Package 'GenoScan'

Title: A Genome-Wide Scan Statistic Framework for Whole-Genome Sequence Data Analysis
Description: Functions for whole-genome sequencing studies, including genome-wide scan, candidate region scan and single window test.
Authors: Zihuai He
Maintainer: Zihuai He <[email protected]>
License: GPL-3
Version: 0.1
Built: 2024-12-11 06:58:27 UTC
Source: CRAN

Help Index


Data example for GenoScan (A Genome-Wide Scan Statistic Framework For Whole-Genome Sequence Data Analysis)

Description

The dataset contains outcome variable Y, covariate X, genotype data G, positions of genetic variants pos, weight matrix for functional annotations Z.

Usage

data(GenoScan.example)

hg19 chromosome sizes

Description

The dataset contains hg19 chromosome sizes from:

http://hgdownload.cse.ucsc.edu/goldenPath/hg19/bigZips/hg19.chrom.sizes.

Usage

data(GenoScan.info)

The preliminary data management for GenoScan

Description

This function does the preliminary data management and fit the model under null hypothesis. The output will be used in the other GenoScan functions.

Usage

GenoScan.prelim(Y, X=NULL, id=NULL, out_type="C", B=5000)

Arguments

Y

The outcome variable, an n*1 matrix where n is the total number of observations

X

An n*d covariates matrix where d is the total number of covariates.

id

The subject id. This is used to match phenotype with genotype. The default is NULL, where the matched phenotype and genotype matrices are assumed.

out_type

Type of outcome variable. Can be either "C" for continuous or "D" for dichotomous. The default is "C".

B

Number of resampling replicates.
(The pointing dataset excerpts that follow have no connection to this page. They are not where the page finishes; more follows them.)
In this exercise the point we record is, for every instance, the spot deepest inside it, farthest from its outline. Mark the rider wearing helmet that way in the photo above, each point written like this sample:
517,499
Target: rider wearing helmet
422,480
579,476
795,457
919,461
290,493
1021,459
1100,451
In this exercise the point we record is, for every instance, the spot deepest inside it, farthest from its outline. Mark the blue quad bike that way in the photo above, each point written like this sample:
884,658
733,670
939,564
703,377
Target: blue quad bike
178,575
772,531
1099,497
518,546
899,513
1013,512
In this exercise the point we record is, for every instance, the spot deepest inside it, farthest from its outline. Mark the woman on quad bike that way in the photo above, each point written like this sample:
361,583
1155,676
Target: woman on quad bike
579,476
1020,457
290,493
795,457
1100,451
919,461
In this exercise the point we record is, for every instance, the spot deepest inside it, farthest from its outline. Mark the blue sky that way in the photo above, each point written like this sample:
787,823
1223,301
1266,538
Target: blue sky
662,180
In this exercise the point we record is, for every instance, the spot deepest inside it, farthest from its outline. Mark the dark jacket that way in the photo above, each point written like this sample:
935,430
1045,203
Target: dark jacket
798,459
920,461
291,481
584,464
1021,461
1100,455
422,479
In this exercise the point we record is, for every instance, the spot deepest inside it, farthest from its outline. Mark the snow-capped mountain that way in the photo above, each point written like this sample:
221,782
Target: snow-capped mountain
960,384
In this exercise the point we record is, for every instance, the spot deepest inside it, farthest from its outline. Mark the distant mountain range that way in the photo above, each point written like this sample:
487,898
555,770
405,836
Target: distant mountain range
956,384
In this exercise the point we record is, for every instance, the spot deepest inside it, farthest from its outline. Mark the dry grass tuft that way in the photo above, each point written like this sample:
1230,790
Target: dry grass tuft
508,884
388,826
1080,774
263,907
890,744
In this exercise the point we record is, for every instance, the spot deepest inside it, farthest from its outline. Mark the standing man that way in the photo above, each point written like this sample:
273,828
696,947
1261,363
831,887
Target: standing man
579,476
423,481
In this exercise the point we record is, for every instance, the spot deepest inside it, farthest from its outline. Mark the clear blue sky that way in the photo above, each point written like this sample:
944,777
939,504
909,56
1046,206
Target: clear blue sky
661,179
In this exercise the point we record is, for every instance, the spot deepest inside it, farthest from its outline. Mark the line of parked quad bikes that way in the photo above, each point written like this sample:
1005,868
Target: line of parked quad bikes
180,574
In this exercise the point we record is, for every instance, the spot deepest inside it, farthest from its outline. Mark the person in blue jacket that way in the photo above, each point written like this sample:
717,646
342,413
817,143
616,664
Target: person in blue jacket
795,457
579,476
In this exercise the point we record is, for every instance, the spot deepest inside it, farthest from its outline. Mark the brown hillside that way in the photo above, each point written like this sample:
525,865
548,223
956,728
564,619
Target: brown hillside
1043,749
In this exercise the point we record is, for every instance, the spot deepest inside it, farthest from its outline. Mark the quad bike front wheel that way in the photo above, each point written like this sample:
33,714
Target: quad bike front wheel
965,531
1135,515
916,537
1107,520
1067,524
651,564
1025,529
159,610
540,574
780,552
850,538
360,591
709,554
The default is 5000. A larger value leads to more accurate and stable p-value calculation, but requires more computing time.

Value

It returns a list used for function GenoScan.Region(), GenoScan.SingleWindow() and GenoScan.VCF.chr().

Examples

library(GenoScan)

# Load data example
# Y: outcomes, n by 1 matrix where n is the total number of observations
# X: covariates, n by d matrix
# G: genotype matrix, n by p matrix where n is the total number of subjects
# Z: functional annotation matrix, p by q matrix

data(GenoScan.example)
Y<-GenoScan.example$Y;X<-GenoScan.example$X;G<-GenoScan.example$G;Z<-GenoScan.example$Z

# Preliminary data management
result.prelim<-GenoScan.prelim(Y,X=X,out_type="C",B=5000)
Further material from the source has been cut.